[racket] reading null-terminated byte-string?
I know nothing about the internals and even a compiler writer may not be able to help you with such questions w/o profiling. Throw this one in too:
#lang racket
(module+ test
(require rackunit)
(define Bytes (list->bytes '(102 111 111 0 98 97 114)))
(check-equal? (with-input-from-bytes Bytes read-nt-string) #"foo")
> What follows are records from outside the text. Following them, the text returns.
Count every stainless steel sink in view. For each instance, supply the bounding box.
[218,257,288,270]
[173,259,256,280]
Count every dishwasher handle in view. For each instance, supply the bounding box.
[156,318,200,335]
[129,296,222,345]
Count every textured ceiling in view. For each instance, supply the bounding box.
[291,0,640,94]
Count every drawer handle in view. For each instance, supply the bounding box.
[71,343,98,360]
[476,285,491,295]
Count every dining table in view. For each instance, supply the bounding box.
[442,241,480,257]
(check-equal? (with-input-from-bytes #"" read-nt-string) #""))
;; -> Bytes
; read a null-terminated string
(define (read-nt-string)
(list->bytes
(let L ()
(define next (read-byte))
(cond
[(eof-object? next) '()]
[(= 0 next) '()]
[else (cons next (L))]))))
It is the moral Racket equivalent of the regexp specialized ("compiled") to the specific expression.
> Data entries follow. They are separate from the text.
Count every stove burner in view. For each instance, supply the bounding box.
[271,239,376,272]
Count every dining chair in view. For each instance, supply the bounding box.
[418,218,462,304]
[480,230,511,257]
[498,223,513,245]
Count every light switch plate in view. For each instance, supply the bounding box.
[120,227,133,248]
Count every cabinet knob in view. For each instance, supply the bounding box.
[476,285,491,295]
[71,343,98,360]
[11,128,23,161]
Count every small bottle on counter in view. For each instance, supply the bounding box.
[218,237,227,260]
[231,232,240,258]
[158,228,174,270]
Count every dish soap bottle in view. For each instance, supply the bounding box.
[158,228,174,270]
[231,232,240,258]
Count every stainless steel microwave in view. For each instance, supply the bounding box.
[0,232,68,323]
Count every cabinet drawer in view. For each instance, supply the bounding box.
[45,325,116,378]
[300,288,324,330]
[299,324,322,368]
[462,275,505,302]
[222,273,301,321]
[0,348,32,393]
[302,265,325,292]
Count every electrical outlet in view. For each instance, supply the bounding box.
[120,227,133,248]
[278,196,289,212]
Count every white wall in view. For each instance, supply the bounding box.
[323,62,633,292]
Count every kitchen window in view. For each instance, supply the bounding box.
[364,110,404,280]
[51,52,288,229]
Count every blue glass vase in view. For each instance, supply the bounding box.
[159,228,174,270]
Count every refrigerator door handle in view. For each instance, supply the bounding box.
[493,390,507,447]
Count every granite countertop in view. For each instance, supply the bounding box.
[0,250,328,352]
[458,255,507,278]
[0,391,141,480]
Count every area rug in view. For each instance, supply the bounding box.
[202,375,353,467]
On Jan 2, 2014, at 3:26 PM, David Richards <contactguitarist at gmail.com> wrote:
> Interesting. So Racket's regex processor is highly optimized? I’ve seen people use it for more complex pattern matching, but I dismissed it as too overhead-costly for the simple use-case of detecting a terminating #”\0”.
>
> Maybe I’ll exec profile these two solutions and see how badly one fares against the other. I trust yours will win because of your knowledge of Racket internals.
>
> Thanks for the pointer to regexp-match.
>
> :-)
>
> dr
>
>
> On Jan 2, 2014, at 2:17 PM, Matthias Felleisen <matthias at ccs.neu.edu> wrote:
>
>>
>>
>>
>> No built-in function but easy to define like this:
>>
>> #lang racket
>>
>> (module+ test
>> (require rackunit)
>> (define Bytes (list->bytes '(102 111 111 0 98 97 114)))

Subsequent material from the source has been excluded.